We included N = 98 individuals (65.3% females; 67.2 ±4.6 years) APOE‐ɛ4 carriers with Subjective Cognitive Decline who had completed eight months of the PENSA Study multimodal intervention on January 2023. We analysed P = 62 baseline exposures that included: anthropometric factors, biochemical parameters, endocannabinoids, and plasma metabolites of the tryptophan and glutamine metabolism. First, we examined the HTE with the CTG measure as the outcome (6 repeated measures/subject) using growth mixture models. Second, we assessed the partial correlations between exposures using graphical LASSO with stability selection. Finally, we identified the most contributing predictors to the cognitive response profiles using stability selection‐based LASSO multinomial regression, fit on 500 random 80% subsamples of the data using the R package ‘sharp’.

Results

We identified and labelled three different cognitive response trajectories: ‘average respondents’ (75.6%), ‘super respondents’ (16.3%), and ‘non‐respondents’ (8.2%) (Figure 2A). The network of exposures showed higher intra‐family than inter‐family correlations (Figure 2B). Finally, four out of 62 exposures were identified as stable predictors of the cognitive response profiles (Figure 2C). Compared to ‘average respondents’ the ‘super‐respondents’ and ‘non‐respondents’ presented higher carnitine and serotonin concentrations.
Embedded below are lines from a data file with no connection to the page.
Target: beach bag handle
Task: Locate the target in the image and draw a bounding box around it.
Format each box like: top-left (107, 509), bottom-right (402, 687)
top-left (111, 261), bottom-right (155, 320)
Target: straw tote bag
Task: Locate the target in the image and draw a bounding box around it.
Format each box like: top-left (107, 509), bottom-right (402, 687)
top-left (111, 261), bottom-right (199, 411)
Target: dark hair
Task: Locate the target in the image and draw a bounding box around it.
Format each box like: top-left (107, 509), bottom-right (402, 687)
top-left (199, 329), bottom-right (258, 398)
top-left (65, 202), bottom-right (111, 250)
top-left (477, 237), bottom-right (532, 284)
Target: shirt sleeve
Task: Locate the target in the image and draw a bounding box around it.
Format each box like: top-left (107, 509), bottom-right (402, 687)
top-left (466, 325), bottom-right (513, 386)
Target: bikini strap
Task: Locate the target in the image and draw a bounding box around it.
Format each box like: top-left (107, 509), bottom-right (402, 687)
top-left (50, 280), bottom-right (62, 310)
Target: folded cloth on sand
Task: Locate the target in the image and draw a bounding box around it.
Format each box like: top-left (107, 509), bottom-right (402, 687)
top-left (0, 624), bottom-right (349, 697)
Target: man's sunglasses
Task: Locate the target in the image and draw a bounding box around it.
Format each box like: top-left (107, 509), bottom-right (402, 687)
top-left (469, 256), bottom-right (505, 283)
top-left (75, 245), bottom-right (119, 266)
However, fasting plasma glucose and total cholesterol were lower in ‘super‐respondents’ (OR = 0.63 and OR = 0.69) and higher in ‘non‐respondents’ (OR = 6.07 and OR = 2.40).

Conclusions

This study shows that not all individuals at high risk of Alzheimer’s disease respond to an intensive lifestyle‐based multimodal intervention, and that baseline cholesterol and glycaemic homeostasis could determine the success of preventive interventions for cognitive decline. Further cholesterol‐ and glycaemic‐related metabolites should be analysed to better understand the underlying mechanisms of these findings.